I don’t know of any finer expression of what it is like to be a boy, and to have no sense of time, and no worry. The days come, the days go, but you are still a boy, and it will always be that way.
But that isn’t so, and not just because our bodies change. When Adam fell into sin, so did we. We get into the habit of doing bad things, and that too grows with us as we grow. A child can’t do all the bad things he’d want to do, because his body is too weak for it. Yet in a way, children are innocent too, or almost. Hermione is still teasing, just as you do when you are fond of someone, so she asks about the mischievous things the two of them did, and says she bets her husband was the bigger scamp: “Was not my lord / The verier wag o’ th’ two?” That’s her way of saying to her husband Leontes, “I love you!” But Leontes isn’t listening.

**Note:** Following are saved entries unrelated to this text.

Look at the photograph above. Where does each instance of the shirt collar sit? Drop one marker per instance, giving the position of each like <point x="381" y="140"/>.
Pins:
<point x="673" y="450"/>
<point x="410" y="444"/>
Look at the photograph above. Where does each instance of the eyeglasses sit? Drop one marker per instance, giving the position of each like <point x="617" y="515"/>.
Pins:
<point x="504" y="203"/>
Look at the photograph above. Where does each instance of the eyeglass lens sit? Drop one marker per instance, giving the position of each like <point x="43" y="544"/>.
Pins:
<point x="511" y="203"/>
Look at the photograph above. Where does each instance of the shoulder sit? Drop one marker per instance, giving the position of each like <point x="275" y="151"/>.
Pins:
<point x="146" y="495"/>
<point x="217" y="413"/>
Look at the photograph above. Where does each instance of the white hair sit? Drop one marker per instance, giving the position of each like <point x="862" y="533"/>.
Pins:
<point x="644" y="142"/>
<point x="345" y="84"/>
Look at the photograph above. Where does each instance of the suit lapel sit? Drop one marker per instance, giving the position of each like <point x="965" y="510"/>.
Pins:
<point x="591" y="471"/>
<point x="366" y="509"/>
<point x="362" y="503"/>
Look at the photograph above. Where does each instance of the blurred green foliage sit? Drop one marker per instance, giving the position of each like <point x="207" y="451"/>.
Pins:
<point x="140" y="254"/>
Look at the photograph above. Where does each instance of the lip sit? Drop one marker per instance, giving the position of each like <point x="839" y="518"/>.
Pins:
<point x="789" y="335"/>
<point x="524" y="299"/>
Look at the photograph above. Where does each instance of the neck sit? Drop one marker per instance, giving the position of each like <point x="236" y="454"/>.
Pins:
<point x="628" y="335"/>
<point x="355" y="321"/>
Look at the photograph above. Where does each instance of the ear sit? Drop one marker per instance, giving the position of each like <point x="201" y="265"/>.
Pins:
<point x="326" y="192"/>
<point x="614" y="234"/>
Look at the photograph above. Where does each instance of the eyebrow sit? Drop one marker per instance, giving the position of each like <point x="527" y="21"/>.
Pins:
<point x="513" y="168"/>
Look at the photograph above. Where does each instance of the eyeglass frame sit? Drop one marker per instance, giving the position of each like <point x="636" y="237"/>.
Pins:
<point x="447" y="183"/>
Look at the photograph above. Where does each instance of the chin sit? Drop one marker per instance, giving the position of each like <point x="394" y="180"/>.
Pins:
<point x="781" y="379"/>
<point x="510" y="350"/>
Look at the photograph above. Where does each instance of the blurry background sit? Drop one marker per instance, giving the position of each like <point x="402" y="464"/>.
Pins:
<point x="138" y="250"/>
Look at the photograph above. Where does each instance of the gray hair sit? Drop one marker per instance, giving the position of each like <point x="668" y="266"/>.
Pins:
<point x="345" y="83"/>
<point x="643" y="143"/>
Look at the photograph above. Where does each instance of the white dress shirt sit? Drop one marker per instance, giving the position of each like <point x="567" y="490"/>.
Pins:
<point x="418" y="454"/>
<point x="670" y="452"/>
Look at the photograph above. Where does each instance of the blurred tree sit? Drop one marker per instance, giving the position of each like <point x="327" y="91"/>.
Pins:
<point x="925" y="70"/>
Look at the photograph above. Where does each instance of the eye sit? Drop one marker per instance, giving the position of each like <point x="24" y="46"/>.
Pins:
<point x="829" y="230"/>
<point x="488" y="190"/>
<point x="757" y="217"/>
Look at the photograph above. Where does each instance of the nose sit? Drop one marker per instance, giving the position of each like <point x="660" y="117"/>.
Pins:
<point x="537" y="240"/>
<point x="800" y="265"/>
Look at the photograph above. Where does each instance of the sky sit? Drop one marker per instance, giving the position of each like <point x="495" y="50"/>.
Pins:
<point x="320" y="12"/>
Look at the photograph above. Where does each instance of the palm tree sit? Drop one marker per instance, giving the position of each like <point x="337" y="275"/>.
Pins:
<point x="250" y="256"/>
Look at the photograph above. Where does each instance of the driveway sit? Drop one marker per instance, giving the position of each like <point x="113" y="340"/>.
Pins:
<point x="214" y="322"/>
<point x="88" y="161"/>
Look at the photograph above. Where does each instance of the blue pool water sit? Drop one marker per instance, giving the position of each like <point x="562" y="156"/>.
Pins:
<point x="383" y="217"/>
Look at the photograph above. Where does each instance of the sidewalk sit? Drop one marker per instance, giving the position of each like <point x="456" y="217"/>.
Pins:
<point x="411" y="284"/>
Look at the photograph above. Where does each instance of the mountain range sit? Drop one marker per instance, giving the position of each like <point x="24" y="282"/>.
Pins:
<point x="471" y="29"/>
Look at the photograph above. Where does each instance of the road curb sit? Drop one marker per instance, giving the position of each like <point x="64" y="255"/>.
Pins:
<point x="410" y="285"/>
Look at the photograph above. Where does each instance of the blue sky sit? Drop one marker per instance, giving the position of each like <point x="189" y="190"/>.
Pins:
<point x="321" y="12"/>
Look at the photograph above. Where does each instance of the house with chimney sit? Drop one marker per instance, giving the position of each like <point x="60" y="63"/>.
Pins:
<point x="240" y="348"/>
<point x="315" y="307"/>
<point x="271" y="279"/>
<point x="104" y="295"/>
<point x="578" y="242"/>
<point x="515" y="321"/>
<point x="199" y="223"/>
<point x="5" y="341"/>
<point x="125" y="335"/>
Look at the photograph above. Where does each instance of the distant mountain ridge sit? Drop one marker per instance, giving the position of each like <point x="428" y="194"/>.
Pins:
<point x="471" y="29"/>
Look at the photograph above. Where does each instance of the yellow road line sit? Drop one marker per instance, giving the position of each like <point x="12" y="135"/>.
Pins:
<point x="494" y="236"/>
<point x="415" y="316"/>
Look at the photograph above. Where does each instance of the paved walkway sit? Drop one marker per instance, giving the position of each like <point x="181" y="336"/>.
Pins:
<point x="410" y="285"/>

Polixenes replies, with a mild smile at their silliness. He says that if they had never left that boyhood they would have had nothing to fear:
We were as twinned lambs that did frisk in the sun
And bleat the one at th’ other. What we changed
Was innocence for innocence; we knew not
The doctrine of ill-doing, nor dreamed
That any did. Had we pursued that life,
And our weak spirits ne’er been higher reared
With stronger blood, we should have answered heaven
Boldly, “Not guilty!”
Two boys, like two lambs baaing at each other – and they never knew that anybody in the world would really do evil. So if they had continued just like that, and then died, they’d have stepped up boldly to the judgment seat of heaven, and cried, “Not guilty!” Not guilty, that is, of any grave sin, after the guilt of original sin had been washed clean by baptism.
The teasing goes on – and Leontes retires farther and farther into his cold imagination. He leers at them. He sees everything inside out. His wife and his friend are innocent, but he is not. That is bad enough just as a feeling. What if it breaks into action? He’s going to try to poison Polixenes, who manages to escape. Then he’s going to put his wife on trial for unfaithfulness, with the punishment of death. She gives birth to a baby girl, and he orders his men to go sail far away and abandon it on the shore. It is his own daughter, though he says it is not his at all, but his friend’s.
You may have heard of another play by Shakespeare, also about jealous rage, called Othello. That play is a tragedy, and the good and innocent wife is murdered. But that doesn’t happen in The Winter’s Tale. It isn’t because King Leontes is a better man than Othello was. He isn’t. It is because in The Winter’s Tale Shakespeare shows how God is at work, saving us when we least deserve it or even think that we need to be saved. God will use human beings to do his work: good and courageous people, a decent man sworn to do a bad thing, a couple of good-hearted and illiterate shepherds, and a rascal who sells ballads and picks pockets. He will also use that little baby girl whom Leontes disowned. She will return to him when neither he nor she knows that he is her father. And that is still not the heart of the play. Rising from the dead is – but I won’t reveal any more!
One thing is true in the plays of Shakespeare, just as in the novels of Charles Dickens. Violence against a child will never go unpunished. Of all the playwrights of his time and place, Shakespeare was by far the one who echoed the Bible the most often, and the one who took most to heart the saying of Jesus, “Truly I say to you, unless you turn and become like children, you will never enter the kingdom of heaven.” Whenever you find a child in one of his plays, pay close attention. It’s often the good daughter who will save her troubled or persecuted or sinful father, or the mere boy upon whom the hopes of a kingdom will rest.
But you won’t hear that in school. Why not? It’s because teachers don’t read the Bible anymore. School seems all about training young people to go for big money, a glamorous job, a name plate on your desk, and power. School is not about the wonder and innocence of a child. So we produce children who are not like those silly boys like lambs on the hillside, but more like the sneak that Leontes has become. We trade the wisdom of innocence for the guilt of the fool. Not a good trade, is it?